Andrei Plesu ist Rumäniens neuer Außenminister. Der bekannte Kunstkritiker, Essayist und Publizist (u. a. gibt er das Wochenblatt Dilema heraus) und ehemalige Kulturminister unter Petre Roman wurde von der Demokratischen Partei (PD) nominiert, nachdem Adrian Severin, PD-Vorstandsmitglied, kurz vor Weihnachten um seinen Rücktritt angesucht hatte.

Severin ist zurückgetreten, weil ihn Präsident Emil Constantinescu aufgefordert hatte, die politischen Konsequenzen aus der sogenannten Agentenaffäre zu ziehen.
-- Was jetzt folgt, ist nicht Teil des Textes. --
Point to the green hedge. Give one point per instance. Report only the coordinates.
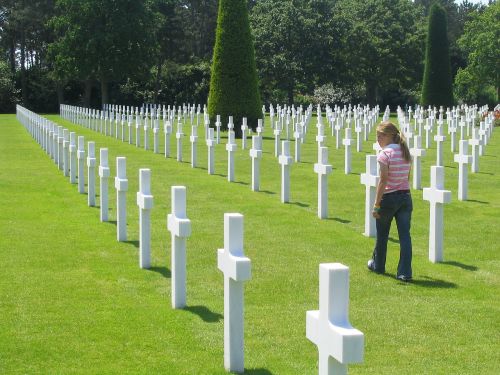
(437, 87)
(233, 84)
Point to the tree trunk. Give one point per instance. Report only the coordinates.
(88, 93)
(371, 93)
(24, 86)
(60, 92)
(157, 81)
(104, 92)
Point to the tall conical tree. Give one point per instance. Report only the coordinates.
(233, 82)
(437, 87)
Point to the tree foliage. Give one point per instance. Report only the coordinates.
(480, 44)
(437, 87)
(233, 82)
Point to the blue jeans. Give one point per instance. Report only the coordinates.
(394, 205)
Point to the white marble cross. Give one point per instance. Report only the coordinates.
(178, 135)
(439, 138)
(285, 160)
(475, 142)
(297, 135)
(180, 228)
(370, 179)
(167, 130)
(237, 269)
(437, 196)
(256, 155)
(193, 138)
(121, 186)
(463, 159)
(81, 164)
(137, 130)
(145, 203)
(244, 128)
(103, 190)
(323, 169)
(417, 152)
(231, 148)
(66, 152)
(211, 142)
(156, 137)
(91, 174)
(277, 142)
(218, 124)
(60, 141)
(328, 328)
(347, 142)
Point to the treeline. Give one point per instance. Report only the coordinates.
(88, 52)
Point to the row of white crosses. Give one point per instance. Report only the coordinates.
(338, 343)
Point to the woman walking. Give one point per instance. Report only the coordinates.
(393, 200)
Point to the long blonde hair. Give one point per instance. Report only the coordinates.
(389, 128)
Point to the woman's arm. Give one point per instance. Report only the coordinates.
(384, 175)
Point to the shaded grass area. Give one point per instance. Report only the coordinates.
(73, 299)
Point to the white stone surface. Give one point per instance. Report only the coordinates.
(328, 328)
(121, 186)
(347, 142)
(439, 138)
(72, 158)
(91, 161)
(193, 139)
(285, 159)
(323, 169)
(81, 164)
(104, 176)
(180, 228)
(145, 203)
(463, 159)
(179, 135)
(211, 142)
(256, 155)
(370, 179)
(475, 143)
(417, 152)
(167, 130)
(231, 148)
(437, 196)
(237, 269)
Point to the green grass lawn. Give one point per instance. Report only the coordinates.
(73, 299)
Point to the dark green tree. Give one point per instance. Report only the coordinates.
(437, 87)
(479, 81)
(104, 40)
(233, 83)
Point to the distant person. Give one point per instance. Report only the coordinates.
(393, 200)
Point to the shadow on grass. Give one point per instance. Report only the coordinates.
(257, 371)
(424, 281)
(461, 265)
(429, 282)
(241, 183)
(267, 192)
(300, 204)
(476, 201)
(133, 242)
(204, 313)
(393, 240)
(343, 221)
(164, 271)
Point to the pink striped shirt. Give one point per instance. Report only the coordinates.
(399, 168)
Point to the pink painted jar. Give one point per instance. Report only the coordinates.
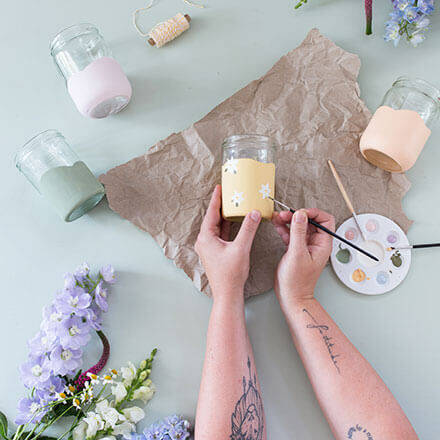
(400, 127)
(96, 82)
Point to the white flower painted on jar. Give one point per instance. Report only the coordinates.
(231, 166)
(237, 198)
(265, 191)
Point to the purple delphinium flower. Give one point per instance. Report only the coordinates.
(101, 297)
(35, 372)
(29, 410)
(66, 327)
(170, 428)
(108, 274)
(409, 18)
(65, 361)
(74, 332)
(75, 301)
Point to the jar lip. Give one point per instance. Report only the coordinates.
(421, 85)
(29, 147)
(69, 33)
(266, 140)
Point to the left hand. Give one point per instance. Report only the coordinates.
(226, 262)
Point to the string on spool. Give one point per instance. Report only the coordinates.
(165, 31)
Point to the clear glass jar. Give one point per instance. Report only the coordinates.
(95, 80)
(248, 176)
(57, 173)
(400, 127)
(75, 47)
(417, 95)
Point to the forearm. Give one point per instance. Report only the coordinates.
(354, 399)
(229, 398)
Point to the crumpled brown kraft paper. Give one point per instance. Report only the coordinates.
(309, 103)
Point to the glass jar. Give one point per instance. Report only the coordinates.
(248, 176)
(95, 80)
(57, 173)
(401, 126)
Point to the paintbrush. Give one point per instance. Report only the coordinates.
(323, 228)
(413, 246)
(345, 196)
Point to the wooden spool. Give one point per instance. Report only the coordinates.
(153, 43)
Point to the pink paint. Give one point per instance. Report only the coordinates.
(101, 89)
(394, 139)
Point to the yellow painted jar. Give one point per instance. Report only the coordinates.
(248, 176)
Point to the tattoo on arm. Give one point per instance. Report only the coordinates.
(323, 329)
(248, 419)
(359, 433)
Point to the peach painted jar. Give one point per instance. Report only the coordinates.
(400, 127)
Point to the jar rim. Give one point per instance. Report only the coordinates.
(69, 33)
(421, 85)
(29, 147)
(266, 140)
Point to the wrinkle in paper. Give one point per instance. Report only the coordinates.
(309, 103)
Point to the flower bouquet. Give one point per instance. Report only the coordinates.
(409, 19)
(99, 404)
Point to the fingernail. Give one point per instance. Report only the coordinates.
(300, 217)
(255, 215)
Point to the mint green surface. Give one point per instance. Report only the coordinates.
(154, 304)
(71, 190)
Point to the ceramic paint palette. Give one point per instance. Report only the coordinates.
(362, 274)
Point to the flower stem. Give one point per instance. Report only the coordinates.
(368, 16)
(97, 367)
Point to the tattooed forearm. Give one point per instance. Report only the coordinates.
(359, 433)
(327, 339)
(248, 419)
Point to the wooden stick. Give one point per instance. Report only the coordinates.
(345, 196)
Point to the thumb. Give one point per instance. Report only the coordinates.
(248, 229)
(298, 231)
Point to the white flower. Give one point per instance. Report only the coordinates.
(231, 166)
(110, 415)
(119, 391)
(128, 373)
(124, 429)
(265, 191)
(134, 414)
(145, 392)
(94, 424)
(237, 198)
(79, 433)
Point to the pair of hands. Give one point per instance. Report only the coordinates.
(227, 262)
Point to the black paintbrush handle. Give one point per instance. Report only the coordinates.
(415, 246)
(323, 228)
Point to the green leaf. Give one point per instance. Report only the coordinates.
(3, 426)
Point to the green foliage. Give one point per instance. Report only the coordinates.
(3, 426)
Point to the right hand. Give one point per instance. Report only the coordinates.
(308, 251)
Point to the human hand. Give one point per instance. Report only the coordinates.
(226, 262)
(308, 251)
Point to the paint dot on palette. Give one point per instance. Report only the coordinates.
(374, 248)
(351, 234)
(372, 225)
(358, 276)
(382, 278)
(392, 237)
(343, 255)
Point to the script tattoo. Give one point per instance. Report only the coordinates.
(247, 419)
(359, 433)
(327, 339)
Severin hatte vor drei Monaten in einem Zeitungsinterview erklärt, "zwei, drei" Parteichefs und Zeitungsdirektoren stünden im Dienste ausländischer Mächte. Nun stellten die rumänischen Nachrichtendienste SRI und SIE fest, daß zwar in Rumänien spioniert werde, daß aber die von Severin gemeinten, aber öffentlich nicht genannten Personen nicht der Spionage beschuldigt werden könnten. Er sei enttäuscht von der Aufklärungsarbeit der beiden rumänischen Nachrichtendienste und werde hinfort als Abgeordneter selbst Licht in die Angelegenheit bringen, erklärte der scheidenden Außenminister. Laut einigen Kommentatoren geschieht es im postkommunistischen Rumänien zum ersten Mal, daß eine hochrangige politische Persönlichkeit sich für ihre Erklärungen verantworten muß.
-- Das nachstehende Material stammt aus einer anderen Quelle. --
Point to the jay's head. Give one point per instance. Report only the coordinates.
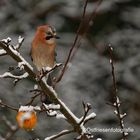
(47, 32)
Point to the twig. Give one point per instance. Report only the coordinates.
(76, 43)
(2, 52)
(2, 104)
(12, 131)
(33, 98)
(116, 101)
(87, 107)
(62, 133)
(48, 71)
(10, 75)
(86, 28)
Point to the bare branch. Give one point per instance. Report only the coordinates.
(10, 75)
(78, 37)
(2, 52)
(87, 107)
(116, 100)
(74, 44)
(20, 41)
(49, 91)
(11, 132)
(62, 133)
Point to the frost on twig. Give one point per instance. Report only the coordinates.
(87, 117)
(116, 101)
(15, 77)
(64, 132)
(59, 109)
(52, 111)
(12, 129)
(2, 52)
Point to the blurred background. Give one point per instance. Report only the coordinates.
(88, 78)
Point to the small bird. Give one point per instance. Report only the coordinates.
(43, 48)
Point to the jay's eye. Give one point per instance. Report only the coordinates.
(49, 33)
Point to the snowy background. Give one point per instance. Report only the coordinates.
(89, 77)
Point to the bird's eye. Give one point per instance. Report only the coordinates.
(49, 33)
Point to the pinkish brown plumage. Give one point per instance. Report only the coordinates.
(43, 47)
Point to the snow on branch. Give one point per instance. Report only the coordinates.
(2, 52)
(10, 75)
(46, 89)
(116, 101)
(64, 132)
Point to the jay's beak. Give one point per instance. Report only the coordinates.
(57, 37)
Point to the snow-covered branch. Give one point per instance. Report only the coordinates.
(2, 52)
(10, 75)
(46, 89)
(64, 132)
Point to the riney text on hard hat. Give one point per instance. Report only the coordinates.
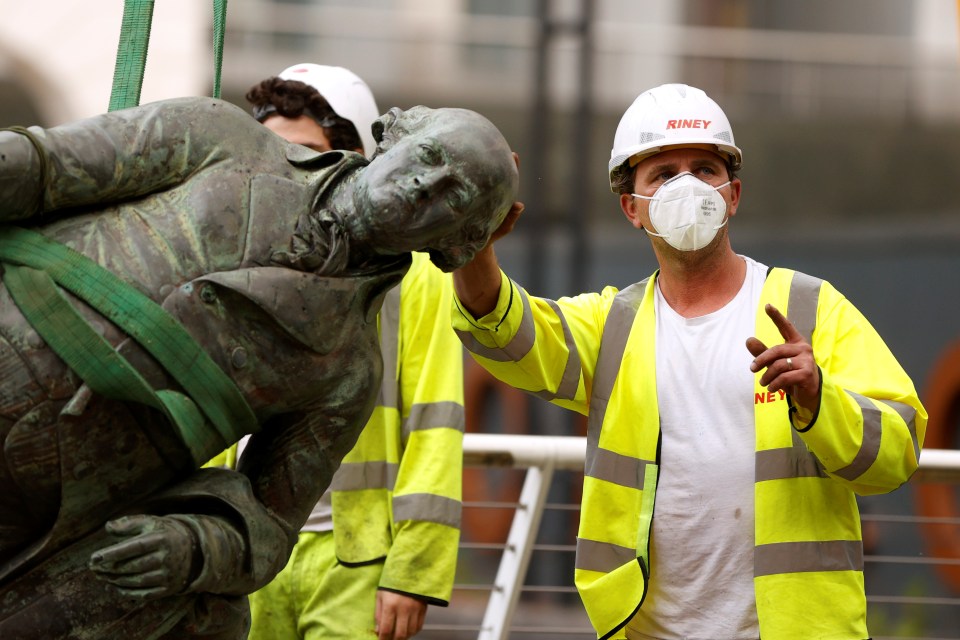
(688, 124)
Severins Nachfolger Andrei Plesu wurde 1948 in Bukarest geboren. Er studierte Kunstgeschichte und -kritik in Bukarest und zeitweilig, als Humboldt-Stipendiat, auch in Deutschland. Adrian Nastase, der Außenminister war, als Andrei Plesu das Kulturressort leitete (1990 und 1991), bezeichnete diesen als "einen Mann, der in den Beziehungen Rumäniens zu Deutschland ein gewichtiges Wort zu sagen haben wird".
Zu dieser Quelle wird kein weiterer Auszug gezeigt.